Project Theme: You Decide

The goal of the project is that every instance of the game is unique, at character creation each stat is rolled for each character, the user spends points to acquire their starting party and then begins their journey. Based on prior adventues the user will accrue legacy traits and bonuses that help them make further progress in the future. Your games should not be winnable the first time. or even necessarily the 10th time. Perhaps the difficulty is random, and a legacy trait might be the ability to choose the difficulty before the start of a new session. Another perk might be the ability to view the attributes of your party members, a third might be to view the attributes of other characters. Beyond these basic structures, the theme is entirel up to you. Does your story take place in a science fiction world. Does it exists in the world of popular IP's like harry potter or Lord of the rings? Maybe your game takes place in the world or 10 angry men or things fall apart. You get to decide the theme.

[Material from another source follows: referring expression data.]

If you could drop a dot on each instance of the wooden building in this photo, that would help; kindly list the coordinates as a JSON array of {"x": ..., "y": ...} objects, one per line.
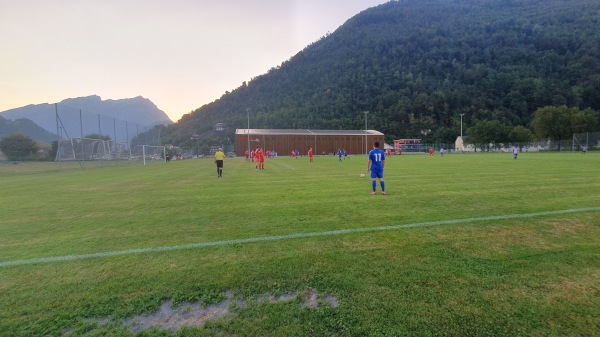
[{"x": 283, "y": 141}]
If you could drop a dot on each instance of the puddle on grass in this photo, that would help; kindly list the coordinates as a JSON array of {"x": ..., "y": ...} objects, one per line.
[{"x": 170, "y": 318}]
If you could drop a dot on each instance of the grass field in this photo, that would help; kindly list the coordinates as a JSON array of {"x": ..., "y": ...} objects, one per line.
[{"x": 464, "y": 245}]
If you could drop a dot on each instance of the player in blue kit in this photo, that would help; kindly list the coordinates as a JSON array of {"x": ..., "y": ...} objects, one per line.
[{"x": 375, "y": 165}]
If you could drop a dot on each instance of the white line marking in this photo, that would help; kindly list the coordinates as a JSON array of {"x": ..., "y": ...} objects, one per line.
[{"x": 44, "y": 260}]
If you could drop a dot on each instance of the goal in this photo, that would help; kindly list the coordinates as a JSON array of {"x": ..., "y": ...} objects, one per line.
[{"x": 148, "y": 154}]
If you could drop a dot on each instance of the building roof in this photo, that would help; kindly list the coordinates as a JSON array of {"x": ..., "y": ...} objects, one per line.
[{"x": 306, "y": 132}]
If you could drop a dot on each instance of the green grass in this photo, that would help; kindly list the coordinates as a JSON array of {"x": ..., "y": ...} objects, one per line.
[{"x": 537, "y": 276}]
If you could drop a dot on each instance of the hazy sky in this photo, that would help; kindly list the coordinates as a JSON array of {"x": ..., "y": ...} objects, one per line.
[{"x": 181, "y": 54}]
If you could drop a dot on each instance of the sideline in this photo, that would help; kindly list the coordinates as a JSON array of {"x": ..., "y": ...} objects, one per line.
[{"x": 46, "y": 260}]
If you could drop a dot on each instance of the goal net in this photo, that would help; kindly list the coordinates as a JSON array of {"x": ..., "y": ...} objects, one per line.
[
  {"x": 86, "y": 149},
  {"x": 586, "y": 141}
]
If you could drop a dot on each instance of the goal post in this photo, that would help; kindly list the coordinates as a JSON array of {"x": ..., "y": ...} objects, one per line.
[
  {"x": 149, "y": 154},
  {"x": 586, "y": 141}
]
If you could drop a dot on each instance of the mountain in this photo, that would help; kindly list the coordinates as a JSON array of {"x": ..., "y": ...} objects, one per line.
[
  {"x": 116, "y": 118},
  {"x": 416, "y": 66},
  {"x": 27, "y": 127}
]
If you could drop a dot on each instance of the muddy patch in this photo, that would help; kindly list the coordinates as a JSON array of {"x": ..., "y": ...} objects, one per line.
[{"x": 171, "y": 318}]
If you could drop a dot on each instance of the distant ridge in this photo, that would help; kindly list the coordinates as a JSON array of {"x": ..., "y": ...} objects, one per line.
[{"x": 120, "y": 118}]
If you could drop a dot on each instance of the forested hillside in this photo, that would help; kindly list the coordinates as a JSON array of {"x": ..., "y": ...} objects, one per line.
[{"x": 417, "y": 65}]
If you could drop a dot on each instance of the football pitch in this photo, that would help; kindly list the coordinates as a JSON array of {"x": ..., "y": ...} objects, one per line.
[{"x": 462, "y": 245}]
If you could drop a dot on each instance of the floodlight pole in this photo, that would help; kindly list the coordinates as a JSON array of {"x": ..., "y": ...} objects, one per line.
[
  {"x": 366, "y": 133},
  {"x": 461, "y": 139},
  {"x": 248, "y": 130}
]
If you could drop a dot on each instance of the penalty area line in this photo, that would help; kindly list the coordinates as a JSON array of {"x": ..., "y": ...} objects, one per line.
[{"x": 66, "y": 258}]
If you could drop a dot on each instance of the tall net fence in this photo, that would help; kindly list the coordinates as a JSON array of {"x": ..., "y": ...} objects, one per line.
[{"x": 587, "y": 141}]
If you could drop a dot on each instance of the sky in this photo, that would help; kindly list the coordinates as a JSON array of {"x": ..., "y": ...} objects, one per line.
[{"x": 180, "y": 54}]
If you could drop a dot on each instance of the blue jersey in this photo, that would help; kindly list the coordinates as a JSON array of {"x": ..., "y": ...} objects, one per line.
[{"x": 376, "y": 156}]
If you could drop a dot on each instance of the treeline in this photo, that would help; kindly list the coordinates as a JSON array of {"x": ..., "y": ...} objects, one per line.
[{"x": 416, "y": 66}]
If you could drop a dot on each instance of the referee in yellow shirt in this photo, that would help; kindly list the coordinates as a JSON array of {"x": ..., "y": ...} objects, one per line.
[{"x": 219, "y": 156}]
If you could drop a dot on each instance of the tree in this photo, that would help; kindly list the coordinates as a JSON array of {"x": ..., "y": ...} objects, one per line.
[
  {"x": 520, "y": 134},
  {"x": 18, "y": 147},
  {"x": 584, "y": 121},
  {"x": 552, "y": 122}
]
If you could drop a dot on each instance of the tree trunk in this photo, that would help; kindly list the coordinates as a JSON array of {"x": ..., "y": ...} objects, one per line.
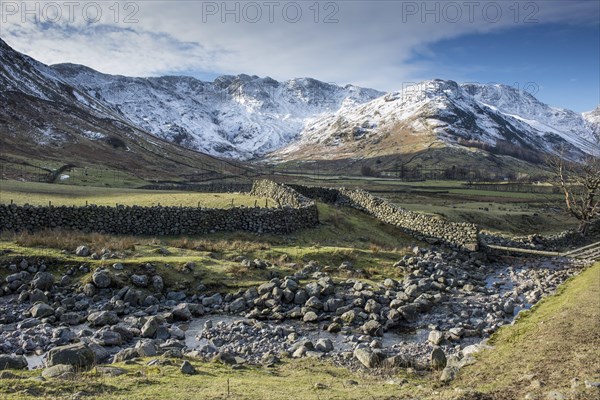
[{"x": 584, "y": 227}]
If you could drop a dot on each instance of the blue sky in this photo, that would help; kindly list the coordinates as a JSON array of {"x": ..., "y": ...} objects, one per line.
[
  {"x": 550, "y": 47},
  {"x": 558, "y": 64}
]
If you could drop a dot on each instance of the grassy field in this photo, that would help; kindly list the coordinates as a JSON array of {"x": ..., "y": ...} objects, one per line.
[
  {"x": 343, "y": 235},
  {"x": 41, "y": 193}
]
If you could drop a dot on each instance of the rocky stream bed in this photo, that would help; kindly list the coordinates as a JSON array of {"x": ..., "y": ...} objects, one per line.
[{"x": 437, "y": 316}]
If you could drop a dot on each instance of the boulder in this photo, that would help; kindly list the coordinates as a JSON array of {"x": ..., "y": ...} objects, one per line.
[
  {"x": 41, "y": 310},
  {"x": 158, "y": 283},
  {"x": 101, "y": 279},
  {"x": 12, "y": 362},
  {"x": 59, "y": 371},
  {"x": 82, "y": 251},
  {"x": 437, "y": 358},
  {"x": 140, "y": 280},
  {"x": 368, "y": 358},
  {"x": 43, "y": 281},
  {"x": 324, "y": 345},
  {"x": 237, "y": 305},
  {"x": 372, "y": 328},
  {"x": 78, "y": 355},
  {"x": 435, "y": 337},
  {"x": 102, "y": 318},
  {"x": 187, "y": 368},
  {"x": 182, "y": 312},
  {"x": 448, "y": 374},
  {"x": 150, "y": 327},
  {"x": 126, "y": 354},
  {"x": 310, "y": 316}
]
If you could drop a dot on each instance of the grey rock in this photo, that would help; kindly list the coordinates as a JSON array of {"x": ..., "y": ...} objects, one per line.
[
  {"x": 79, "y": 355},
  {"x": 368, "y": 358},
  {"x": 150, "y": 327},
  {"x": 43, "y": 281},
  {"x": 310, "y": 316},
  {"x": 324, "y": 345},
  {"x": 182, "y": 312},
  {"x": 82, "y": 251},
  {"x": 12, "y": 362},
  {"x": 126, "y": 354},
  {"x": 187, "y": 368},
  {"x": 448, "y": 374},
  {"x": 71, "y": 318},
  {"x": 437, "y": 358},
  {"x": 140, "y": 280},
  {"x": 435, "y": 337},
  {"x": 372, "y": 328},
  {"x": 158, "y": 283},
  {"x": 59, "y": 371},
  {"x": 102, "y": 318},
  {"x": 101, "y": 279},
  {"x": 41, "y": 310},
  {"x": 237, "y": 305}
]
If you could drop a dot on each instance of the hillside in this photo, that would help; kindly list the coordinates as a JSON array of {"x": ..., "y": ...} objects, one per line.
[
  {"x": 445, "y": 114},
  {"x": 47, "y": 123}
]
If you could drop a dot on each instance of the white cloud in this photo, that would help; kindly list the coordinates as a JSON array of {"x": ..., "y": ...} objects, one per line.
[{"x": 371, "y": 44}]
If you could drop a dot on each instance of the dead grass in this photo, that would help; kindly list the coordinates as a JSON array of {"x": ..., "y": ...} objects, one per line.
[
  {"x": 557, "y": 341},
  {"x": 70, "y": 240},
  {"x": 218, "y": 246}
]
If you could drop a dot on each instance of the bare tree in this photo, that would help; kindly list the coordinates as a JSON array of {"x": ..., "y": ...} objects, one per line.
[{"x": 580, "y": 184}]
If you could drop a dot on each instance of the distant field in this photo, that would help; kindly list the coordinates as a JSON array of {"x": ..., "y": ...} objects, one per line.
[{"x": 41, "y": 193}]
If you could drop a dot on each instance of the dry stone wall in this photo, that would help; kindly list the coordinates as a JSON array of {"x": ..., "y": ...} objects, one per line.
[
  {"x": 435, "y": 229},
  {"x": 284, "y": 195},
  {"x": 293, "y": 214}
]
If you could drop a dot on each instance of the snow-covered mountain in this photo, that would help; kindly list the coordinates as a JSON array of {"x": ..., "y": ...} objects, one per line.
[
  {"x": 592, "y": 119},
  {"x": 46, "y": 121},
  {"x": 235, "y": 116},
  {"x": 300, "y": 119},
  {"x": 446, "y": 112}
]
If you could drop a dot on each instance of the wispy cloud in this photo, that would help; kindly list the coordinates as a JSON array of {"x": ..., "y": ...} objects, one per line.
[{"x": 371, "y": 43}]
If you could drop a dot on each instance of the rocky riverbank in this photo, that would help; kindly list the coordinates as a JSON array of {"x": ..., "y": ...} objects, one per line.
[{"x": 434, "y": 317}]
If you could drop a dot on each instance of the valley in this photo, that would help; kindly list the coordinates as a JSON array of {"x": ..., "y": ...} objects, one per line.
[{"x": 251, "y": 238}]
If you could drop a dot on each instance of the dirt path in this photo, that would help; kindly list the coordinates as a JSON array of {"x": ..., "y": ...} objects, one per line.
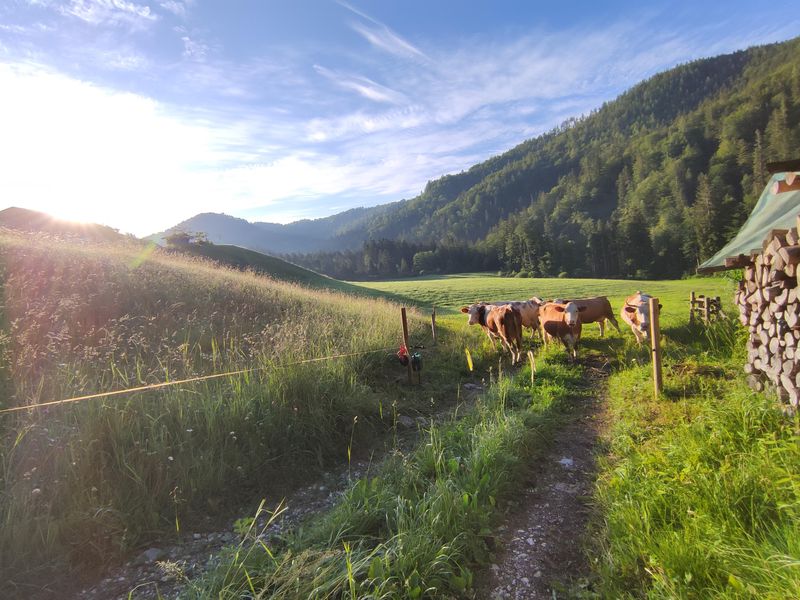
[{"x": 540, "y": 543}]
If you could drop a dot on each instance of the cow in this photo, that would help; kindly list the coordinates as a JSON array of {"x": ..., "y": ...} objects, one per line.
[
  {"x": 528, "y": 310},
  {"x": 636, "y": 313},
  {"x": 562, "y": 322},
  {"x": 596, "y": 310},
  {"x": 504, "y": 322}
]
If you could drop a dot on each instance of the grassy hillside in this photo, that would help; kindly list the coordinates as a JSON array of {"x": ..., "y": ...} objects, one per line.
[
  {"x": 277, "y": 268},
  {"x": 84, "y": 482},
  {"x": 697, "y": 496}
]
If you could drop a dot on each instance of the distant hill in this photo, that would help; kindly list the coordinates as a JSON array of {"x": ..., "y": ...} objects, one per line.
[
  {"x": 648, "y": 185},
  {"x": 24, "y": 219},
  {"x": 336, "y": 232},
  {"x": 242, "y": 258}
]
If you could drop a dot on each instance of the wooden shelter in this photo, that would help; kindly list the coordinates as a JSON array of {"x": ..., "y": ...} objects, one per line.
[{"x": 767, "y": 296}]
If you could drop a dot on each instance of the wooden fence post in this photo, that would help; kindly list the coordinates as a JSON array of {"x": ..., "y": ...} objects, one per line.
[
  {"x": 532, "y": 360},
  {"x": 405, "y": 342},
  {"x": 655, "y": 346}
]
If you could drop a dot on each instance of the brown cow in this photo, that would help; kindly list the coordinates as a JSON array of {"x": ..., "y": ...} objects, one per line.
[
  {"x": 504, "y": 322},
  {"x": 597, "y": 310},
  {"x": 636, "y": 313},
  {"x": 528, "y": 310},
  {"x": 562, "y": 322}
]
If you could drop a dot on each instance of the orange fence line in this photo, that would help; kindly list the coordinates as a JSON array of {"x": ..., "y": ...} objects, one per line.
[{"x": 154, "y": 386}]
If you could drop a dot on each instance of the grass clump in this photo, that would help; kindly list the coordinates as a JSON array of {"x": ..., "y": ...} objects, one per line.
[{"x": 700, "y": 494}]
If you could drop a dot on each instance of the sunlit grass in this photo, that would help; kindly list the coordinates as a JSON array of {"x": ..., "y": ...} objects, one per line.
[
  {"x": 422, "y": 523},
  {"x": 700, "y": 493},
  {"x": 81, "y": 483}
]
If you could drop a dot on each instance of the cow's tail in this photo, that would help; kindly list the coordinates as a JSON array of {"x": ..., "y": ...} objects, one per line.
[{"x": 512, "y": 323}]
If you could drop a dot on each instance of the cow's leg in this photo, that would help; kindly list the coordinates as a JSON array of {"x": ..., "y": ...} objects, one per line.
[{"x": 491, "y": 339}]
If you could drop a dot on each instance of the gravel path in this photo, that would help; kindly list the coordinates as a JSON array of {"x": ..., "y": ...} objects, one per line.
[{"x": 540, "y": 544}]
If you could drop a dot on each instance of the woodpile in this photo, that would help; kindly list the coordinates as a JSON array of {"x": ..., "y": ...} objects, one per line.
[{"x": 768, "y": 306}]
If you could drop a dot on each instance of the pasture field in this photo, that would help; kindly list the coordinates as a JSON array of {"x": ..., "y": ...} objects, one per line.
[
  {"x": 698, "y": 492},
  {"x": 453, "y": 291}
]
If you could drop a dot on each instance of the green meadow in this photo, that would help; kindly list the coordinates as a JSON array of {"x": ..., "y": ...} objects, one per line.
[{"x": 450, "y": 292}]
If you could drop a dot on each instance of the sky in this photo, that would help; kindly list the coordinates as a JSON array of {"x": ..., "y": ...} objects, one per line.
[{"x": 139, "y": 114}]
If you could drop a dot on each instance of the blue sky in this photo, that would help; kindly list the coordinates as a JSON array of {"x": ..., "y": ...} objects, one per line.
[{"x": 141, "y": 113}]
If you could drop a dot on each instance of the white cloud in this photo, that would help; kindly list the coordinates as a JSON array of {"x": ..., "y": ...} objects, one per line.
[
  {"x": 363, "y": 86},
  {"x": 176, "y": 8},
  {"x": 380, "y": 36},
  {"x": 193, "y": 48},
  {"x": 96, "y": 12}
]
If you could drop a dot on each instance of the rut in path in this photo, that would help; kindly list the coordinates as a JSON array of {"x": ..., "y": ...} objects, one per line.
[{"x": 540, "y": 544}]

How to get this done in 1 week: LLM's

You will need to use chat bots like Gemini, Claude, Chatgpt, Copilot, etc in order to do this project. I estimate it will take a solid 10 hours to write the basic code for this project, and then another 20-30 hours to fix all the bugs. The total estimated time to finish project one is 20-30 hours. You will have 1 week to complete this assignment. This means that the expectation is that your team spend roughly 30-40 hours to complete this project. Assume each person puts in half the work, that's 15-20 hours of work. Not an unreasonable amount of time, all things considered. That's 3-4 hours per day, assuming you only work on weekdays. But you have access to chat bots that can write coe for you, so instead of 40 hours per team, I expect you'll only need 15 hours per team, 5 hours to get the bots to write the code, and then 10 hours to work with the bots to fix your code. If you choose to not use the bots, this will take significantly longer. Still doable in a single week, but you will be making the project harder than it needs to be.

Code structure outline

I will be providing a code outline, and also a sample project structure so that you aren't starting from empty. Feel free to disregard the starting layout or modify it to suit your needs as you work with your partner on the project.

project code

this is the top level directory for the game, it has two subfolders: src (source) and test.

src: where the code goes

This folder contains all of the project files needed to run your project

test: where your confidence lives or goes to die

This folder is where you put your unit tests. You're going to be creating lots of functions and classes, and in order to make sure everything works, and that you're confident nothing will break, you're going to need tests. Fortunately for you, chatbots can write tests for you too. You give them the code you want to test, the framework you want them to write the test in (I suggest pytest or untittest) and then you describe what you expect to happen. Then all you need to do is copy the test over and run it. If the test succeeds, now you know your code is working, and you can keep running your tests as you change your code base. If the tests ever fail, you'll know that you broke something. In this case, either you added some functionality and so your expectations for the tests changes, so you need to fix your tests, or you broke something in which case you need to fix your code to get your tests to pass. Ideally, you should aim for 100% code coverage (that is, all of your functions have atleast 1 test each, if not many many more), but realistically somewhere between 60-80% is enough not to lose points on the project. Yes, you will lose points on the project if you don't have enough tests.